I wonder how it would work if instead of a schema swap it was a partition swap. It would require an enterprise edition but I believe you could use the SWITCH functionality to do something similar to the schema swap only without the difficulties you mentioned above. It would be more complicated but potentially more automated.
I'm using this technique and getting schema modification locks (LKC_M_SCH_M).
The only thing unusual about the table involved is it has:
a primary key CompanyID int
an index on CompanyName varchar(50)
a GUID old_CompanyID
Do you think one of these could be interfering?
Thanks
I would expect schema modification locks, but I would not expect them to interfere with your operations unless you are including other activities in your transaction (or you have inadvertently nested transactions, which isn't really nesting in SQL Server).

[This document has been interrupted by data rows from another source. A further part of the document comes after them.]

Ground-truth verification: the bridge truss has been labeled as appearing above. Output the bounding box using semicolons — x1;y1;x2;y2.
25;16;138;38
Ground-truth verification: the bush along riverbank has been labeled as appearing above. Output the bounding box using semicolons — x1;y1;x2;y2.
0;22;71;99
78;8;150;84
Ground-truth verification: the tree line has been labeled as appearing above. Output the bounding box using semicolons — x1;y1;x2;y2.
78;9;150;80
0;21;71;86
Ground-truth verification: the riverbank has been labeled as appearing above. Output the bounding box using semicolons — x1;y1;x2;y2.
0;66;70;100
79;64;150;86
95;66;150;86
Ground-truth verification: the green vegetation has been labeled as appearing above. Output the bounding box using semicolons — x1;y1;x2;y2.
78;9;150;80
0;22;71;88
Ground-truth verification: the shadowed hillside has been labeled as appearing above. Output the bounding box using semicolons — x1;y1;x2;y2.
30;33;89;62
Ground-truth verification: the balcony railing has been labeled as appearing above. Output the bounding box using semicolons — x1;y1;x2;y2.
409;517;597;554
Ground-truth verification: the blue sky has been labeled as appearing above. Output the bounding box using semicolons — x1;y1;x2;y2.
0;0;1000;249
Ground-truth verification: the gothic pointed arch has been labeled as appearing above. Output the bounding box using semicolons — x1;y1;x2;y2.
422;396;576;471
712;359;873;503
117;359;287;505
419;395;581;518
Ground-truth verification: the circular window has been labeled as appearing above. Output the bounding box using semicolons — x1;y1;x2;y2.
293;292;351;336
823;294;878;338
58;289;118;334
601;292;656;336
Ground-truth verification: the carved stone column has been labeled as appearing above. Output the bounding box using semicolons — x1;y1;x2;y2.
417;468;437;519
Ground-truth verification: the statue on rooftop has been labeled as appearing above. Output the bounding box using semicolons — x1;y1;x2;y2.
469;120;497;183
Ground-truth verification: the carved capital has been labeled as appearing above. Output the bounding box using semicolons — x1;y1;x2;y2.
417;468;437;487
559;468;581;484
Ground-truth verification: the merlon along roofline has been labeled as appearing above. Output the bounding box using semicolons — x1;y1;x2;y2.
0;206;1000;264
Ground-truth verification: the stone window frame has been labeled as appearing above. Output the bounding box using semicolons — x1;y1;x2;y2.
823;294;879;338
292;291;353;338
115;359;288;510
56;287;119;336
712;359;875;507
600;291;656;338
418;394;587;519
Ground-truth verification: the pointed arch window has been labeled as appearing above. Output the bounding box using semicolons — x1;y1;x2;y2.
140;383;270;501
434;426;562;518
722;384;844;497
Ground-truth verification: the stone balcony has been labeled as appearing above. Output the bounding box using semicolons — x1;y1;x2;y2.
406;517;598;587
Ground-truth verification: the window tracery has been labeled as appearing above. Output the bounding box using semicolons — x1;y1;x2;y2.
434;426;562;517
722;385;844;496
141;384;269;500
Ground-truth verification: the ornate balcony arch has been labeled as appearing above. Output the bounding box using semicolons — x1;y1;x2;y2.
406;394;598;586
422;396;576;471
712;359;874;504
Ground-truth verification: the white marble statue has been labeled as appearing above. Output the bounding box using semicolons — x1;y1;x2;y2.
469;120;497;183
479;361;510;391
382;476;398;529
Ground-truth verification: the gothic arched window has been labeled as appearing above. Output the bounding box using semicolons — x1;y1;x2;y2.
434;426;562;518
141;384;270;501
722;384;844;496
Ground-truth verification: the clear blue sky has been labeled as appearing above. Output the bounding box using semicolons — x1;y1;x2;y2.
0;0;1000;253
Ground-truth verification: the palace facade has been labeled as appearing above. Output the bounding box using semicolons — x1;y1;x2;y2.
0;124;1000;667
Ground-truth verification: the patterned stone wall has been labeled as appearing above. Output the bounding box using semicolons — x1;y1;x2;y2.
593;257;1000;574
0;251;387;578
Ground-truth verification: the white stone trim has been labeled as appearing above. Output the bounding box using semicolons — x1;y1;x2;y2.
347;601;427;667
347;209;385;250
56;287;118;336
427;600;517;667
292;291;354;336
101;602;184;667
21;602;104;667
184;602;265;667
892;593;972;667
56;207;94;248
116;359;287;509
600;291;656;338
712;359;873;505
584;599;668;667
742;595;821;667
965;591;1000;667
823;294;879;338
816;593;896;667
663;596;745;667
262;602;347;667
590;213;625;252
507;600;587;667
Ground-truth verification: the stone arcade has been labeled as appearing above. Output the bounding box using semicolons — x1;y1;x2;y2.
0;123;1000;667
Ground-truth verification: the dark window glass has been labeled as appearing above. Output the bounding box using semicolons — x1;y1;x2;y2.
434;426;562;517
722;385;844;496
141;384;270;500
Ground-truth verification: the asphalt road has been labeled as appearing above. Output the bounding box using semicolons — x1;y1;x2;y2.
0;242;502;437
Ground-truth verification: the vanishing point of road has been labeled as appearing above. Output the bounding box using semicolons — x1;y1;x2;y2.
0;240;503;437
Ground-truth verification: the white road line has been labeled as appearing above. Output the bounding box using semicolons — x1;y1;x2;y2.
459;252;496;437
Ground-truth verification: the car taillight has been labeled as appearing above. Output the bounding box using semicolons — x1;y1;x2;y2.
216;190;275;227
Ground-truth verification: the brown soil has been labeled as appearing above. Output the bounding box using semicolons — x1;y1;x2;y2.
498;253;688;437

I used the following code (on a SQL2016 Developer edition install) to do the schema switching:-
DECLARE
@variable VARCHAR(MAX)
,@sql VARCHAR(MAX);
DECLARE c CURSOR FAST_FORWARD READ_ONLY FOR
SELECT
t.TABLE_NAME
FROM
INFORMATION_SCHEMA.TABLES AS t
WHERE
t.TABLE_SCHEMA = 'shadow'
ORDER BY
t.TABLE_NAME
–SELECT 'Dim_Clinic'
OPEN c;
FETCH NEXT FROM c
INTO
@variable;
WHILE @@FETCH_STATUS = 0
BEGIN
PRINT @variable;
BEGIN TRANSACTION;
SET @sql = 'ALTER SCHEMA dummy TRANSFER dbo.' + @variable;
EXECUTE (@sql)
SET @sql = 'ALTER SCHEMA dbo TRANSFER shadow.' + @variable;
EXECUTE (@sql)
COMMIT;
SET @sql = 'ALTER SCHEMA shadow TRANSFER dummy.' + @variable;
EXECUTE (@sql)
FETCH NEXT FROM c
INTO
@variable;
END;
CLOSE c;
DEALLOCATE c;
It would appear that the trigger has gone from the "main" table (that was on the dbo schema) into the shadow copy.
Looking at the trigger definition, it has also changed so it points to the correct table. The copy of the table that has moved from shadow to dbo doesn't have a trigger on it.
Not sure if this helps anyone, but thought it useful to post just in case.
Yes, that's expected, the trigger is tied to the object_id, not the name.